The increasing deployment of distributed temperature and pressure measuring devices in intelligent well completions is providing the means to monitor the inflow profiles of wells without any well intervention. If the profiles of pressure and/or temperature are affected by the inflow profiles of the various phases being produced, it is possible to estimate these flow profiles by inverting the measured temperature and pressure profiles. This inversion process is particularly challenging for horizontal wells because the pressure drop along the well is usually small, and temperature changes, caused primarily by Joule-Thomson effects, are also small.

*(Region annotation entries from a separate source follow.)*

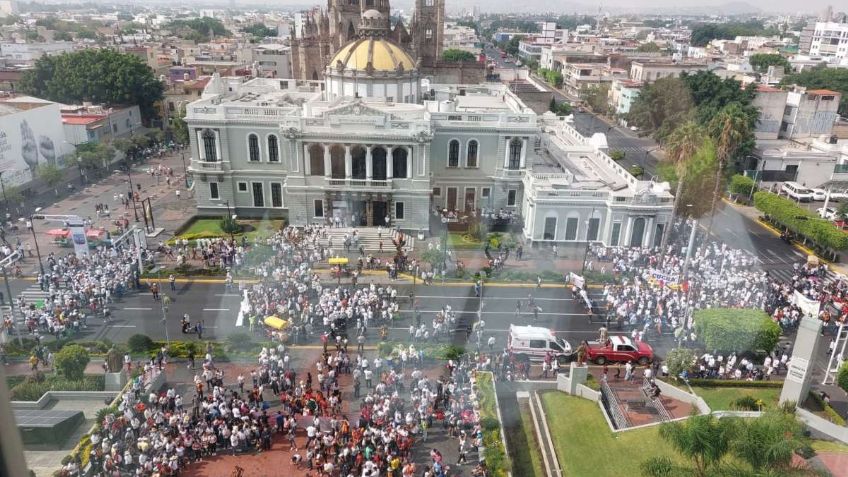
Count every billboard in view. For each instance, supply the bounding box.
[0,97,73,185]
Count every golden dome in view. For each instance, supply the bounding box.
[330,36,415,72]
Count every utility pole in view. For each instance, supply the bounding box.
[0,251,23,346]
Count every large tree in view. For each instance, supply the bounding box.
[627,77,693,140]
[707,103,752,235]
[20,49,163,121]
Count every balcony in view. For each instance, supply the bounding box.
[191,159,225,174]
[324,177,392,189]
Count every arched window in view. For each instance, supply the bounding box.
[392,147,408,179]
[371,146,387,181]
[268,135,280,162]
[508,138,521,170]
[448,139,459,167]
[200,129,218,162]
[247,134,259,162]
[309,144,325,176]
[465,139,478,167]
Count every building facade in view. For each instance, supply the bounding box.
[186,11,672,246]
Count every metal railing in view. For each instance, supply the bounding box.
[642,378,671,422]
[601,381,630,429]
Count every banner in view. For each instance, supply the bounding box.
[68,222,88,255]
[792,290,821,318]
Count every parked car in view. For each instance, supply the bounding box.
[816,207,836,220]
[586,336,654,366]
[780,182,813,202]
[810,188,827,201]
[506,325,573,364]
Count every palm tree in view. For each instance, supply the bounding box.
[660,120,706,257]
[707,103,750,236]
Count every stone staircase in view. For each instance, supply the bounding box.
[318,227,415,253]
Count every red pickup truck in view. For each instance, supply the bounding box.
[586,336,654,366]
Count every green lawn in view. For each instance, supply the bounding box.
[542,392,677,477]
[510,401,545,477]
[692,386,780,411]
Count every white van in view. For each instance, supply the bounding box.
[507,325,572,364]
[780,182,813,202]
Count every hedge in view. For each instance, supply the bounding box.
[836,363,848,392]
[689,378,783,388]
[754,191,848,251]
[477,373,510,477]
[694,308,780,352]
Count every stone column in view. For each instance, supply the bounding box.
[518,139,527,169]
[365,146,374,181]
[345,144,353,179]
[303,143,312,176]
[322,144,333,178]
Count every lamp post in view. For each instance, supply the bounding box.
[29,207,44,275]
[0,252,23,346]
[180,151,188,189]
[127,163,138,222]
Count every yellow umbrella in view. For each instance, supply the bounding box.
[265,315,289,330]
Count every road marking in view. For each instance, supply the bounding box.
[398,310,587,316]
[400,291,574,302]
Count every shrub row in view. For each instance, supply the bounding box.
[754,191,848,251]
[689,378,783,388]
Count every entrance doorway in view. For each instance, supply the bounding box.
[465,187,477,213]
[371,200,389,227]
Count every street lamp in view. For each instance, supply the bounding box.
[29,207,44,275]
[180,151,188,189]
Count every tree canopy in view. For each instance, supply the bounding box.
[241,23,277,38]
[442,48,477,63]
[168,17,232,41]
[748,53,792,73]
[20,49,163,121]
[694,308,780,352]
[781,66,848,115]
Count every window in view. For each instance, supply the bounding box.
[247,134,259,162]
[253,182,265,207]
[465,140,477,167]
[565,217,580,240]
[268,136,280,162]
[654,224,665,247]
[448,139,459,167]
[271,182,283,207]
[507,138,521,170]
[610,222,621,247]
[201,129,218,162]
[586,217,601,242]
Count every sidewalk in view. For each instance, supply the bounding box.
[11,153,196,275]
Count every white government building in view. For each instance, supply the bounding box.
[186,11,673,246]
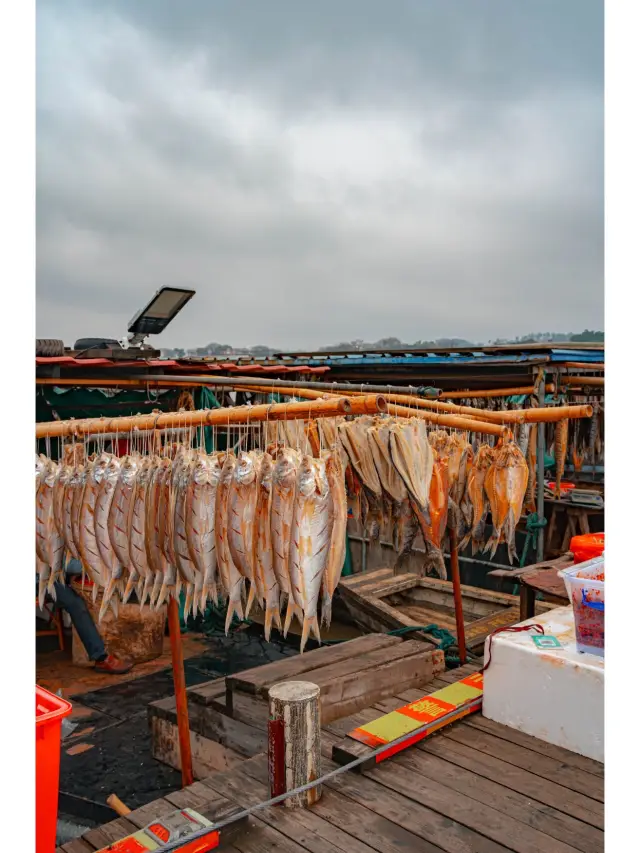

This paper presents an inversion method that interprets distributed temperature and pressure data to obtain flow rate profiles along horizontal wells. The inversion method, which is based on the Levenberg-Marquardt algorithm, is applied to minimize the differences between the measured profiles and the profiles calculated from a forward model of the well and reservoir flow system.
We present synthetic and field examples in this paper to illustrate how to use the inversion model to interpret the flow profile of a horizontal well. The synthetic examples show that even with single-phase oil production, the inflow profile can be estimated in many cases with the inversion method developed. The method is even more robust when water or gas is produced along discrete intervals in an oil production well because of the unique temperature signature of water or gas production. We applied the inversion method to temperature and pressure profiles measured with production logs in a North Sea horizontal oil producing well. The method successfully inverted pressure and temperature profiles and the profiles of oil and water flow rates determined compared well with the flowmeter derived profiles.
Introduction
In the past decades, thousands of wells have been drilled horizontally and in multiple directions to obtain larger contact volume with the reservoir. Because of the growing complexities of the recent well trajectories, running conventional production monitoring tools on appropriate locations has become difficult and costly. Flow rate, pressure, and temperature are the principle parameters we wish to measure through production logging. For the pressure and temperature measurements, continuous profiles of these in a complex well can be obtained accurately and inexpensively due to the advanced technology of fiber optics. Since the first fiber optic sensor was implemented in a well in Shell's Sleen Field in 19931, the use of distributed temperature sensors (DTS) and distributed pressure sensors (DPS) has become increasingly common for monitoring producing sections of horizontal wells2–4.
As for the flow rate measurement, metering flow rate is still difficult especially under the multiphase flow conditions that occur in most wells. For multi-phase flowing wells, despite the recent advancements in technologies and equipments, a comprehensive solution to measuring flow rates and holdups of the phases is evasive5. However, to take full advantages of intelligent wells, which can control inflow capacities from different producing sections without interventions, real-time monitoring of the downhole flow conditions such as flow rate profiles and locations of excessive water or gas influx is essential. Therefore, to realize the value of intelligent wells, downhole flow conditions are either measured or translated from measurable parameters (e.g. density, pressure, and/or temperature) in horizontal, multi-lateral, or multi-branching wells. Some interpretation studies have shown how production profiles can be obtained by matching such data6,7.
This research proposes an inversion method to obtain downhole inflow conditions from temperature and pressure profile data. We set the parameters to be estimated as productivities or inflow rates of each segment. From continuous temperature and pressure data along the well, we invert them into the desired inflow rates by applying the Levenberg-Marquardt algorithm8.